J Surg Res 2016 09 24;205(1):221-7. Epub 2016 Jun 24.

Department of Surgery, Memorial University Medical Center, Savannah, Georgia.

Background: Venous thromboembolisms (VTEs) occur more frequently in patients with traumatic brain injuries (TBIs) and spinal cord injuries, yet the use of chemoprophylaxis is controversial. The purpose of this study was to investigate the relationship between the timing of chemical VTE prophylaxis initiation and the development of VTE events in these patients.

Methods: Prospective data were collected and retrospectively reviewed on 1425 patients sustaining TBIs or spinal injuries from 2010 to 2014. Patients were reviewed with respect to age, gender, injury severity score, Glasgow coma score, and mechanism of injury as well as timing of initiation of chemical VTE prophylaxis and presence or absence of VTE.

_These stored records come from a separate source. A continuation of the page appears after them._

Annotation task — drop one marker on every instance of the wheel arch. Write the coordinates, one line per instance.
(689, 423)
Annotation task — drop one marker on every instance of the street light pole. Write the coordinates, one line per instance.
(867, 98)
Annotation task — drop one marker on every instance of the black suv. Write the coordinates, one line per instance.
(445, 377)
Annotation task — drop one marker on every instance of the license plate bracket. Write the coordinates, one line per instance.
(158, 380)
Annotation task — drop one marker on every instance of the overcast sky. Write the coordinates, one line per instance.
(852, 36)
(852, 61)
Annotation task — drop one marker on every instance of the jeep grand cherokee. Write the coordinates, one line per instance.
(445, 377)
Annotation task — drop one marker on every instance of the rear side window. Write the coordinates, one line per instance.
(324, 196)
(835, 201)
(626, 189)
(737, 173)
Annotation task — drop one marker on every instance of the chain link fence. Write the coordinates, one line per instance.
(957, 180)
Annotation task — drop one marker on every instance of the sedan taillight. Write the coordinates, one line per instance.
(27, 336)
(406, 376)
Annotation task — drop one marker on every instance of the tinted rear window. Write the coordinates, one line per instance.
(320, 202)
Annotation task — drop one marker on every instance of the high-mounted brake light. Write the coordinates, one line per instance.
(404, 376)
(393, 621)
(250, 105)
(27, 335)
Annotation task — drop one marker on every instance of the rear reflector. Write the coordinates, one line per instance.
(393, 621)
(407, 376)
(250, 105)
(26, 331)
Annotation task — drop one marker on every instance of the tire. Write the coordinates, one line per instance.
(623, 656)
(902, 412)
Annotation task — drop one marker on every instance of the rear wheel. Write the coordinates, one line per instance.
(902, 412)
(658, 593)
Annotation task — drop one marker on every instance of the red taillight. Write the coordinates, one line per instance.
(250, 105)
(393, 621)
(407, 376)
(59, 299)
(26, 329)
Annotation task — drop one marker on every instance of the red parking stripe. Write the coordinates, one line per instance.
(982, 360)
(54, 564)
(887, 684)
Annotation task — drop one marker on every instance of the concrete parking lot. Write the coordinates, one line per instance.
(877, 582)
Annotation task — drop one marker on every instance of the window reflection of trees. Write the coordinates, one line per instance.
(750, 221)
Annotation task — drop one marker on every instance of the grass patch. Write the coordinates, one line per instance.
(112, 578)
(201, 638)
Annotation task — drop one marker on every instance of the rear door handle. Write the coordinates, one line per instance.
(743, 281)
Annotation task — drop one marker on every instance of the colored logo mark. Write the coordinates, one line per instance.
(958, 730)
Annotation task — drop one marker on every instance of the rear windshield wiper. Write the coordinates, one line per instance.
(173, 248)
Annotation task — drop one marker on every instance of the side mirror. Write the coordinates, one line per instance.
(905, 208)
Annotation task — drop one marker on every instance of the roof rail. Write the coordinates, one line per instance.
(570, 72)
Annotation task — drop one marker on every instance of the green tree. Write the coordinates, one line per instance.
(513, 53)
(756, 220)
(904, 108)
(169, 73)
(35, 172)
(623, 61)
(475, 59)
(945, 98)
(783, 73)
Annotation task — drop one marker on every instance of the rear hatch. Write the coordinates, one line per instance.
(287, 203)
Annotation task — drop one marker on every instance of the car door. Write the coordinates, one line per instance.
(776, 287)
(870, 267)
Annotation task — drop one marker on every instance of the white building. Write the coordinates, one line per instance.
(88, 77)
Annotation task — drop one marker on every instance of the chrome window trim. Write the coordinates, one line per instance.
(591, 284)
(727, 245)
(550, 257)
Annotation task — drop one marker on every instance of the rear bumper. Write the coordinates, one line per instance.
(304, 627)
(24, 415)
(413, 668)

Results: Patients who developed a VTE had a significantly longer time to initiation of chemical VTE prophylaxis (6.7 ± 4.9 d versus 4.7 ± 4.9 d, P < 0.001) compared with those that did not develop a VTE. Also, for each 1 d increase in time to prophylaxis initiation, the odds of developing a VTE increased significantly (odds ratio = 1.055, P < 0.001). The combination subarachnoid hemorrhage/subdural hemorrhage group was started on VTE prophylaxis significantly later (8.3 ± 6.1 d versus 6.7 ± 3.9 d, P < 0.01) than the overall TBI group and had a higher incidence of VTE (14.4 versus 10.4%, P = NS). In contrast, patients sustaining isolated spinal injuries received chemical VTE prophylaxis significantly earlier (3.4 ± 4.2 d versus 6.7 ± 3.9 d, P < 0.001) and had a significant decrease in their VTE rate (4.4 versus 10.4%, P < 0.0001) compared with the overall TBI group.

Conclusions: Patients with VTEs had a significant delay in time to initiation of chemoprophylaxis compared with patients without VTEs. Patients sustaining a TBI had a 2-fold delay in initiation of chemoprophylaxis and an associated 2-fold increase in VTE events compared with patients who sustained spinal injuries. Of those patients who developed a TBI, patients who sustained a combination subarachnoid hemorrhage and/or subdural hemorrhage had a significant delay in initiation of chemoprophylaxis with a higher rate of VTE events.